SPORT

Dugaan Suap, Bupati Simalungun Temui Ketua MK

Bupati Simalungun telah dilaporkan ke KPK atas kasus percobaan penyuapan.
Senin, 13 Desember 2010
Oleh : Arry Anggadha, Desy Afrianti
Ketua MK Mahfud MD (kanan) dan Akil Mochtar

VIVAnews - Bupati Simalungun, JR Saragih, siang ini berencana menemui Ketua Mahkamah Konstitusi, Mahfud MD. Pertemuan ini terkait dengan kasus dugaan suap di tubuh Mahkamah Konstitusi.

Berdasarkan informasi yang dikirimkan Biro Humas MK, pertemuan itu akan digelar di Gedung MK, Jakarta, Senin 13 Desember 2010, pukul 13.00. "Bupati Simalungun akan menjelaskan persoalan percobaan penyuapan hakim MK."

Seperti diketahui, kasus dugaan suap di MK ini mencuat saat kuasa hukum JR Saragih, Refly Harun, menulis di sebuah surat kabar edisi 25 Oktober 2010. Refly menyebutkan bahwa pernah mendengar langsung di Papua ada orang yang mengatakan telah menyediakan uang bermiliar-miliar rupiah untuk berperkara di MK, termasuk menyuap hakim MK dalam menangani pemilukada.

Selain itu, dia mengaku, pernah mendengar langsung dari seseorang yang pernah diminta oleh hakim MK untuk mentransfer uang Rp1 miliar sebelum putusan MK. Tapi orang itu tidak punya uang sampai waktu yang ditentukan.

Ketua MK, Mahfud MD, lalu meminta Refly untuk menginvestigasi atas apa yang telah diungkapkannya. Refly kemudian menjadi ketua tim investigasi, dengan anggota tim, Bambang Widjojanto, Adnan Buyung Nasution, Bambang Harymurti, dan Saldi Isra.

Dalam keterangan pers, tim investigasi menyatakan tidak menemukan bukti adanya suap di tubuh MK. Menurut Bambang Widjajanto, memang benar ada orang yang mengklaim. "Namun saat akan dikonfirmasi langsung, orang tersebut tidak bisa dikontak, jadi pertanyaan apakah terjadi pertemuan, tidak bisa kami lanjuti," kata Bambang.

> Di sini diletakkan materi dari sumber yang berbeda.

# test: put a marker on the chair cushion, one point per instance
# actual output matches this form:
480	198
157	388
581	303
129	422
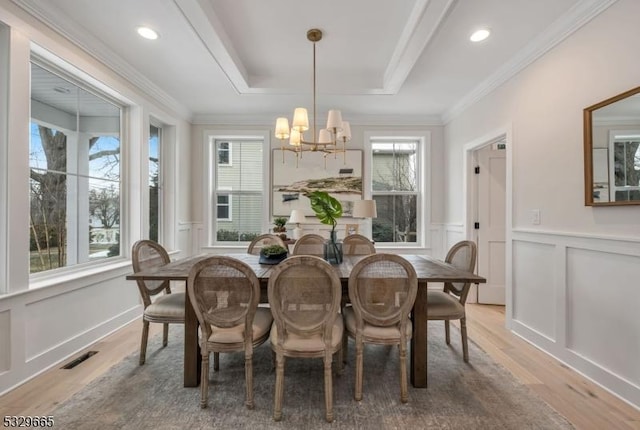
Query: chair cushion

Meski demikian, Mahfud MD bersama dengan Akil Mochtar melaporkan JR Saragih dan Refly ke KPK. Mereka dilaporkan atas dugaan percobaan penyuapan kepada Hakim MK.

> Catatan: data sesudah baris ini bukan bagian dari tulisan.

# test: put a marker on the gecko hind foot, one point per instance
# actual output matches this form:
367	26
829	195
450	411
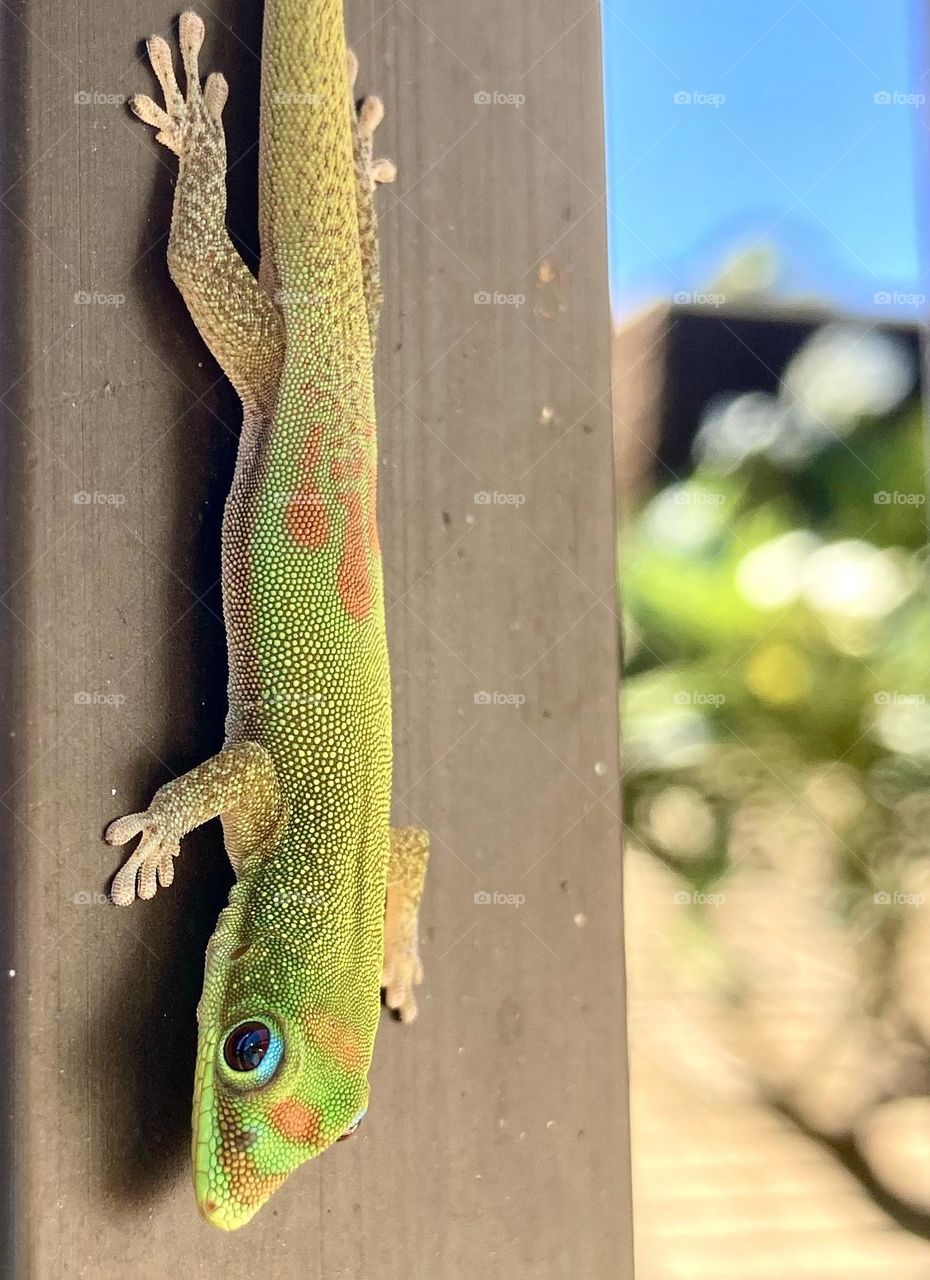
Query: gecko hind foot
183	120
150	864
402	970
369	115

Saat dimintai komentarnya, Refly mempertanyakan laporan tersebut. "Kan jelas dalam jumpa pers, kami tidak menyebut nama karena kami berlandaskan asas praduga tak bersalah," kata Refly saat dihubungi VIVAnews.com.

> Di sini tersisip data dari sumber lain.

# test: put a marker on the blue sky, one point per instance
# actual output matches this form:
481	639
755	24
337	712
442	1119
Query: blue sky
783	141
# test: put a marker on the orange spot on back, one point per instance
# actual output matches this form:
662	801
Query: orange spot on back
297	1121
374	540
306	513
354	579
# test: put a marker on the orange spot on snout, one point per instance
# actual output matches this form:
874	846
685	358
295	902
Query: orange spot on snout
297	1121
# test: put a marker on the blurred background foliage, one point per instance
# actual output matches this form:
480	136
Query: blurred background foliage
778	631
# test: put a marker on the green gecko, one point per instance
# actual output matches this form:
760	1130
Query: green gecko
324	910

Hasil investigasi tim yang dia ketuai juga sudah diserahkan secara tertutup kepada Ketua MK. "Apakah tim tadi menyebutkan nama? Saya kira tidak," kata dia. "Apa dasarnya melaporkan?"

Namun, Refli mempersilakan Akil untuk menggunakan haknya dan melapor ke KPK. "Tapi, saya pribadi pun akan bersikap."

VIVAnews.com belum berhasil menghubungi JR Saragih. Telepon dan pesan singkat dari redaksi belum ditanggapi. Namun, saat diwawancara tvOne,  dia menyatakan bahwa Refly memang pernah menghubunginya. "Saya waktu itu masih berada di Batam. Refly meminta saya berbicara. Terus saya jawab saya harus ngomong apa, saya tidak tahu apa-apa."